La fiscalité des services à la personne en débat à l'assemblée nationale

La Fiscalité des services à la personne pourrait encore changer... Voici le compte rendu des échanges entre Arnaud Richard et Christian Eckert, secrétaire d'État chargé du budget : 

M. Arnaud Richard : "Monsieur le ministre du travail, de l'emploi et du dialogue social, par leur vote, dimanche, les Français ont crié leur désespoir et leur défiance à l'endroit du Gouvernement et de la majorité. Le pacte de confiance est brisé. Depuis maintenant deux ans, l'UDI ne cesse de vous mettre en garde et de vous demander de revenir sur vos erreurs. Aujourd'hui, nous en déplorons malheureusement les conséquences néfastes.

Je ne prendrai que le seul exemple du secteur des services à la personne, secteur essentiel de notre économie. Il rassemble en effet 2,2 millions de professionnels, qui agissent sur l'ensemble du territoire pour améliorer les conditions de vie de 4,5 millions de familles. Et ce ne sont pas des familles aisées, monsieur le ministre, quoi que le parti socialiste en pense ! Elles ont de nombreux enfants, qu'elles veulent faire garder, ou des personnes dépendantes, et une aide leur est essentielle.

Ce secteur d'activité a connu, vous le savez, une forte impulsion grâce à Jean-Louis Borloo et à son plan de cohésion sociale, qui a permis de créer 100 000 à 120 000 emplois par an. Puis, vous êtes arrivés au pouvoir  avec votre cortège de visions dogmatiques, et vous avez tué ce puissant vecteur de créations d'emplois. Des dizaines de milliers d'emplois ont été détruits – autant de drames humains. La suppression du forfait, la réduction des aides fiscales aux particuliers employeurs et la hausse de la TVA sont autant de décisions que nous avons combattues et auxquelles nous vous demandons solennellement désormais de renoncer.

 Ma question est simple, monsieur le ministre, et s'adresse également à M. Sapin : quand le Gouvernement va-t-il enfin prendre des mesures fortes pour le redressement de ce secteur essentiel pour l'emploi dans notre pays ?"

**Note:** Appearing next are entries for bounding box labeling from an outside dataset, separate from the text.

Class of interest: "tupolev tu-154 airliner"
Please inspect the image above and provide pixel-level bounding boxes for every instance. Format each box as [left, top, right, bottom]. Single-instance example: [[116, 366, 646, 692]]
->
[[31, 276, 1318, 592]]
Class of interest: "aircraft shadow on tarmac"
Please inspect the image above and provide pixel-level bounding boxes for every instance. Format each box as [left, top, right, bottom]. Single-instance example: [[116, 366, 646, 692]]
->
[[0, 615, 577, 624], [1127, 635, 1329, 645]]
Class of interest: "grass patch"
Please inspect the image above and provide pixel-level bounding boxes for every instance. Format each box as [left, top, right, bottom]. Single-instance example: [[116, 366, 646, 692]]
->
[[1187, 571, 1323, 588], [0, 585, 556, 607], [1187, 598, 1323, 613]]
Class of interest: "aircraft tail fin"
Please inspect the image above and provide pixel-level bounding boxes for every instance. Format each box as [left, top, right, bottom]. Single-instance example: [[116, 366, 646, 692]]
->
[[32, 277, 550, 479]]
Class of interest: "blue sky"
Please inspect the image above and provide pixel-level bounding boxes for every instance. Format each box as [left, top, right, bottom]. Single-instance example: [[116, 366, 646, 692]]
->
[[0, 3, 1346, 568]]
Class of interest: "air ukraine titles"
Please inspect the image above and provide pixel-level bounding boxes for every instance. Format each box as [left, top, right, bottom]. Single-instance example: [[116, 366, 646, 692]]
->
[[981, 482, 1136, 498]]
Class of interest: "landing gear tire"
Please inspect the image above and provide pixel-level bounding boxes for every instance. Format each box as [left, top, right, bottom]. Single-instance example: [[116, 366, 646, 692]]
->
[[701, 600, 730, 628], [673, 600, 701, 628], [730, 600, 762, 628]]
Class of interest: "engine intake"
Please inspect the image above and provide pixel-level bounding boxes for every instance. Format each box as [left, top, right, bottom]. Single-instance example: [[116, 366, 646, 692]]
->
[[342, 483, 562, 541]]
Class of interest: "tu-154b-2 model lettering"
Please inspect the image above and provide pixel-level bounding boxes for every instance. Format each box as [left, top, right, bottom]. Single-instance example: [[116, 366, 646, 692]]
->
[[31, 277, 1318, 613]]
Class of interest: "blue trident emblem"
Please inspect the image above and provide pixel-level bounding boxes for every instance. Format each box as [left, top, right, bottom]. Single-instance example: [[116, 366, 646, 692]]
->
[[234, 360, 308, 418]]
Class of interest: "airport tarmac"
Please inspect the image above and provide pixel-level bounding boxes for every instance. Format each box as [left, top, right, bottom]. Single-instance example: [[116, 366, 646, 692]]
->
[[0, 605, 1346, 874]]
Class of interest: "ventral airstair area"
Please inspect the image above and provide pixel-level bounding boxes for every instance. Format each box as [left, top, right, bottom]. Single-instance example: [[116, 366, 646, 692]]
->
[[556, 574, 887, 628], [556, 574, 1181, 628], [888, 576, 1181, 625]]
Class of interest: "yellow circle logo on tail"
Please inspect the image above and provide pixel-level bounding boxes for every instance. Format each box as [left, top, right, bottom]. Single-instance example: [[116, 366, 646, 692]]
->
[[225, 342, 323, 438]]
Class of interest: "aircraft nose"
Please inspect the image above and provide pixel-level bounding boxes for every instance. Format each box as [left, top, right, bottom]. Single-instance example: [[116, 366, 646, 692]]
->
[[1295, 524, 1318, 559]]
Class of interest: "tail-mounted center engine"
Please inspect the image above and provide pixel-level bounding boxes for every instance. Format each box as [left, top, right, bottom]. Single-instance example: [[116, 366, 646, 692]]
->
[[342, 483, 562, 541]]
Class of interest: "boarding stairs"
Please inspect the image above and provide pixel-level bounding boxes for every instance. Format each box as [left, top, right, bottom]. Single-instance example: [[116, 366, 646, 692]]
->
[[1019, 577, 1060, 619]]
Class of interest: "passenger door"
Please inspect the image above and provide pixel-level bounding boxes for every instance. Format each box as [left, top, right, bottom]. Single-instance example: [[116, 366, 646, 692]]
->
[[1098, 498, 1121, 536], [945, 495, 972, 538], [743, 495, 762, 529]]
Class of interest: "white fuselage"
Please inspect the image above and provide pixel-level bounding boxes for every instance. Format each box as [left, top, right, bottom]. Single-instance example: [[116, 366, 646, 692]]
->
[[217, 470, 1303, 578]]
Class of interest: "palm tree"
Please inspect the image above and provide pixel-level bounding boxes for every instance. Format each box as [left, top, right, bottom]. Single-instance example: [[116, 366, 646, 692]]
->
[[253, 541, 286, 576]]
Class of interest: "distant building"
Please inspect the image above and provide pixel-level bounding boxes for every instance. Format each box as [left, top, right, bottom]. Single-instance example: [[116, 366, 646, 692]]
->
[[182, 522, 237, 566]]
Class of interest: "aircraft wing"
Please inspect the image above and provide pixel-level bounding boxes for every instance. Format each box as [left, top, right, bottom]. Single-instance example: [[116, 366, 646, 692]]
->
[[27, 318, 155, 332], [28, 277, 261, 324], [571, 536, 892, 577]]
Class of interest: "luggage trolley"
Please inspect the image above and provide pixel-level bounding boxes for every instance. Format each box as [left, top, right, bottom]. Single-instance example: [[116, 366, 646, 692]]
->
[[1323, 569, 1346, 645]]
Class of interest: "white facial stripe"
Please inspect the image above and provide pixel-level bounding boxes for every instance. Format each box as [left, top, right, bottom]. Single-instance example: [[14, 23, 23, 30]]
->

M. Christian Eckert, secrétaire d'État chargé du budget : "Monsieur le député, je vous remercie pour la qualité de votre question, sur un sujet extrêmement important sur lequel je sais que votre groupe et son ex-président ont beaucoup travaillé. Deux mesures ont pénalisé ce secteur. La justice et l'objectivité commandent de dire que la première a été prise par la précédente majorité. Elle a consisté à supprimer la réduction de cotisations de quinze points pour les particuliers employeurs.

La seconde mesure, portée par notre majorité, a consisté à supprimer la possibilité de cotiser au forfait, ce qui avait l'avantage de donner en toute justice et équité des droits sociaux et des droits à la retraite à l'ensemble des salariés, mais a renchéri le coût de l'heure pour les ménages que vous avez évoqués. Toutefois, monsieur le député, j'ai moi-même décidé de compenser l'effet de cette suppression du forfait par une réduction de 75 centimes de l'heure.

Indépendamment de cette question très technique sur laquelle le Gouvernement est prêt à travailler avec vous, et outre la mesure de réduction de cotisations salariales qui figurera dans le prochain projet de loi de financement de la sécurité sociale rectificatif et qui bénéficiera à l'ensemble des salariés, y compris ceux du secteur du service à la personne, nous sommes prêts à examiner avec le Parlement la possibilité, en tenant compte des contraintes budgétaires, d'aller au-delà de ces 75 centimes de réduction. C'est à cette réflexion que je nous invite collectivement."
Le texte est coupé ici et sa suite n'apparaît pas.